Safe-start checklist
Before a teen starts, the parent should be able to answer these questions.
- Who owns the account
- Does the first app avoid private data
- Does the project avoid payments and public user contact
- Can the parent inspect the app before continuing
- Does the teen know what they are allowed to share
What to avoid
A parent should be careful when a program makes AI feel impressive while making the teen less responsible for the result.

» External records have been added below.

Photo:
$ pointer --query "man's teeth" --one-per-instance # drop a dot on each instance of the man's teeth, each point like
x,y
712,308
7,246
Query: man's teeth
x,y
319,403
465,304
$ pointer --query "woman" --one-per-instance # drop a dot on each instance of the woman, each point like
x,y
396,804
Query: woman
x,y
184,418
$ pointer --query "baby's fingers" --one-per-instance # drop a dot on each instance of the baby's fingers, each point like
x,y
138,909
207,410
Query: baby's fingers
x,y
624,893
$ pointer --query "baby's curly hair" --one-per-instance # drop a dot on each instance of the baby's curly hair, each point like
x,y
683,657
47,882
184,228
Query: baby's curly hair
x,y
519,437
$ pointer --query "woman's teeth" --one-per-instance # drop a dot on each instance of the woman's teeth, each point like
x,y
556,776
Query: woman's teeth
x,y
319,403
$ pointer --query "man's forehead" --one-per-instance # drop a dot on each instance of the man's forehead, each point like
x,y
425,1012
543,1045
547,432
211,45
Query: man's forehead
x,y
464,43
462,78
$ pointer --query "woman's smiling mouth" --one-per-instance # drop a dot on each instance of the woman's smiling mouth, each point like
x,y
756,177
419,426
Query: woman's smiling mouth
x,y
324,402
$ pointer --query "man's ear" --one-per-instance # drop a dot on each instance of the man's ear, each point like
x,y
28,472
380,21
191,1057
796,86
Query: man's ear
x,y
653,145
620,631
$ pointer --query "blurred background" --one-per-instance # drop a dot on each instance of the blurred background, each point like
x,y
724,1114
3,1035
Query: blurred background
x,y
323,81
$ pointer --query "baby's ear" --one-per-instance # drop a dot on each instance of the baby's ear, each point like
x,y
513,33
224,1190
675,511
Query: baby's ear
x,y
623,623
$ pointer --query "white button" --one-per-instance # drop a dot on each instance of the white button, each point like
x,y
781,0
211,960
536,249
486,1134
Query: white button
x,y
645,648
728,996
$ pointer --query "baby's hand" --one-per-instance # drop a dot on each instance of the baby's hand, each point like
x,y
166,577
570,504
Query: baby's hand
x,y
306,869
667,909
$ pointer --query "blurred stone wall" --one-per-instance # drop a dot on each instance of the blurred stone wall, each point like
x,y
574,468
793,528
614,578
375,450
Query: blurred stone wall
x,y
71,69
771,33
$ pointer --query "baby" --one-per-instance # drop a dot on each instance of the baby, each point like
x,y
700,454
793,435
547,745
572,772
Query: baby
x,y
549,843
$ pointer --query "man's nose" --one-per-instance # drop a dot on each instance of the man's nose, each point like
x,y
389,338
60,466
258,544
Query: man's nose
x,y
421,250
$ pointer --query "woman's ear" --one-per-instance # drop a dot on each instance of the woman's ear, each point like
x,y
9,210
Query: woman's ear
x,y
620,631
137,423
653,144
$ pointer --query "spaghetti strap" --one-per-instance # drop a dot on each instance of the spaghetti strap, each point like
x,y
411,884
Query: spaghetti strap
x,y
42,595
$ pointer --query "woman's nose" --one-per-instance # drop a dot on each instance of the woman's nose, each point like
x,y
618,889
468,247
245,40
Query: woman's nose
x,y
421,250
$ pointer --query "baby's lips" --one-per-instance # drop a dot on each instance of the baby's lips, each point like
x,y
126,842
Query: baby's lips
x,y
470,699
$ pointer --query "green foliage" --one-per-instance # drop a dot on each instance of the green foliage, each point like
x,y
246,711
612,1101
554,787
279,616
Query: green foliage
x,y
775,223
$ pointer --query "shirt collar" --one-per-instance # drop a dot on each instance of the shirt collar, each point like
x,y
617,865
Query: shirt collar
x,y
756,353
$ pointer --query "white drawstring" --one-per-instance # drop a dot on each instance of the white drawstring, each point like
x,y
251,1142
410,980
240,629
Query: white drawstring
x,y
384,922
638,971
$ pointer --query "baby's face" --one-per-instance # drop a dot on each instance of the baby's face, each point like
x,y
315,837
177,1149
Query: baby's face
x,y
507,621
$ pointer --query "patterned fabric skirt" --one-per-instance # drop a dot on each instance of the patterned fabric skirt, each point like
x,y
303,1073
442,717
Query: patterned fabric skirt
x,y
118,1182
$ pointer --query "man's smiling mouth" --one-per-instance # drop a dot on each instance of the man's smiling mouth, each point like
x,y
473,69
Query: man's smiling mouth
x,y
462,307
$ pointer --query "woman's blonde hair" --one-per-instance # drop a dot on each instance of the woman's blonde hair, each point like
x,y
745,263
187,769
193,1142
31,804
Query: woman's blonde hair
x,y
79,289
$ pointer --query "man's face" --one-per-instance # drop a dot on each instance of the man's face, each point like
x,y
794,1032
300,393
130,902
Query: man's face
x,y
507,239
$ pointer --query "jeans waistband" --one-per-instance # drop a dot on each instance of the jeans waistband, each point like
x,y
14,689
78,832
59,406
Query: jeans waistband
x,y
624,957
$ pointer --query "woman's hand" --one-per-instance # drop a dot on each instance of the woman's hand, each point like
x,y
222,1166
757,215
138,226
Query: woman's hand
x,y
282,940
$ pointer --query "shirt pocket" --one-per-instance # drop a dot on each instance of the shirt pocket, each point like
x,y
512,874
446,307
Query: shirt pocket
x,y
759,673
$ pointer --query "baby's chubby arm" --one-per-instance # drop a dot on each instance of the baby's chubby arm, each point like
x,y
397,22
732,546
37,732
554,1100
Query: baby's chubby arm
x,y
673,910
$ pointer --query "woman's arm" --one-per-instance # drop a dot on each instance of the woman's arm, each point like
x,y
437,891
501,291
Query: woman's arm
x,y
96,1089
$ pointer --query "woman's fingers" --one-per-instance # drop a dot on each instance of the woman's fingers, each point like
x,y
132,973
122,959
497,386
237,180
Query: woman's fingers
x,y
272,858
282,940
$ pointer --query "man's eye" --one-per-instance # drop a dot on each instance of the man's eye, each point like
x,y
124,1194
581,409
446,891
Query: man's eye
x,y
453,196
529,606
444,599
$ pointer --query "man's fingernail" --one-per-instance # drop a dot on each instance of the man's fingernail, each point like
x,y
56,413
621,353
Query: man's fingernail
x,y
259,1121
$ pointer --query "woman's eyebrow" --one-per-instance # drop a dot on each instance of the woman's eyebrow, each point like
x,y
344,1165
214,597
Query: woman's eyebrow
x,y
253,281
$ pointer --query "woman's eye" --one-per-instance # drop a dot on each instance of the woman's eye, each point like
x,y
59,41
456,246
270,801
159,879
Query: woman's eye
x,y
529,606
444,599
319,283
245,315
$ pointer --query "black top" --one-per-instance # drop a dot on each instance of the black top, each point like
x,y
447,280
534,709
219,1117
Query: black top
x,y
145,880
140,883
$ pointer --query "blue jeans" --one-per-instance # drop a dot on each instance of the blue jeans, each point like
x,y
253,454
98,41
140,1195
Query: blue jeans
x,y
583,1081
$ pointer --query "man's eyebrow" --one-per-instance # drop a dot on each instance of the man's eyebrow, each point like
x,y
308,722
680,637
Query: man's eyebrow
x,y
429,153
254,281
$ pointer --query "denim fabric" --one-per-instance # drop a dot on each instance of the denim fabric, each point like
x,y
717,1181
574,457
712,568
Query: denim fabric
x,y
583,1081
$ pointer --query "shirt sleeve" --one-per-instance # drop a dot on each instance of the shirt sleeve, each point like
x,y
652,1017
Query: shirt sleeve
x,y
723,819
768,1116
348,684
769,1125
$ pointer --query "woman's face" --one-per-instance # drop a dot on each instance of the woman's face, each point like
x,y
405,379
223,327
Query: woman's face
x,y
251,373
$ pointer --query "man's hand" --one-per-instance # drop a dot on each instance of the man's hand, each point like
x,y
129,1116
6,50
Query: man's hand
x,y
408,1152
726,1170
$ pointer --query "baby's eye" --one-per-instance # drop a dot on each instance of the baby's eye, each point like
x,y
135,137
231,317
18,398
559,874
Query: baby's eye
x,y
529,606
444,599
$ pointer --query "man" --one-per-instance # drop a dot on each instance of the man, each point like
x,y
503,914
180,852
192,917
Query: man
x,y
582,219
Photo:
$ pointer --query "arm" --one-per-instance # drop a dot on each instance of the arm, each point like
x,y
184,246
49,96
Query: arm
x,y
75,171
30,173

- Unsupervised public posting
- Private data in prompts
- Payment setup owned by the teen
- Large public apps as the first project
- Programs that hide account and safety boundaries
Where Wright fits
Wright is built around parent ownership and a small first build. The teen directs AI toward one app, while the parent inspects the result before deciding whether to keep the membership.
Wright is for parents of teens 13 to 18. The teen directs AI toward one small app. The parent inspects it before day 15. The trial is 14 days, card required, $0 today. If kept, Wright continues at $97/month after day 14.
Common questions
Is AI coding safe for teens?
It can be safe when a parent controls accounts, avoids private data, keeps the first project narrow, and inspects what the teen built.
Should my teen use AI without supervision?
No. The parent should own accounts, set boundaries, and inspect the first build. The teen can direct the product without owning the risk.
What is a safe first AI coding project?
A safe first project is a small planner, tracker, quiz, link organizer, or simple page that does not require private data or contacting strangers.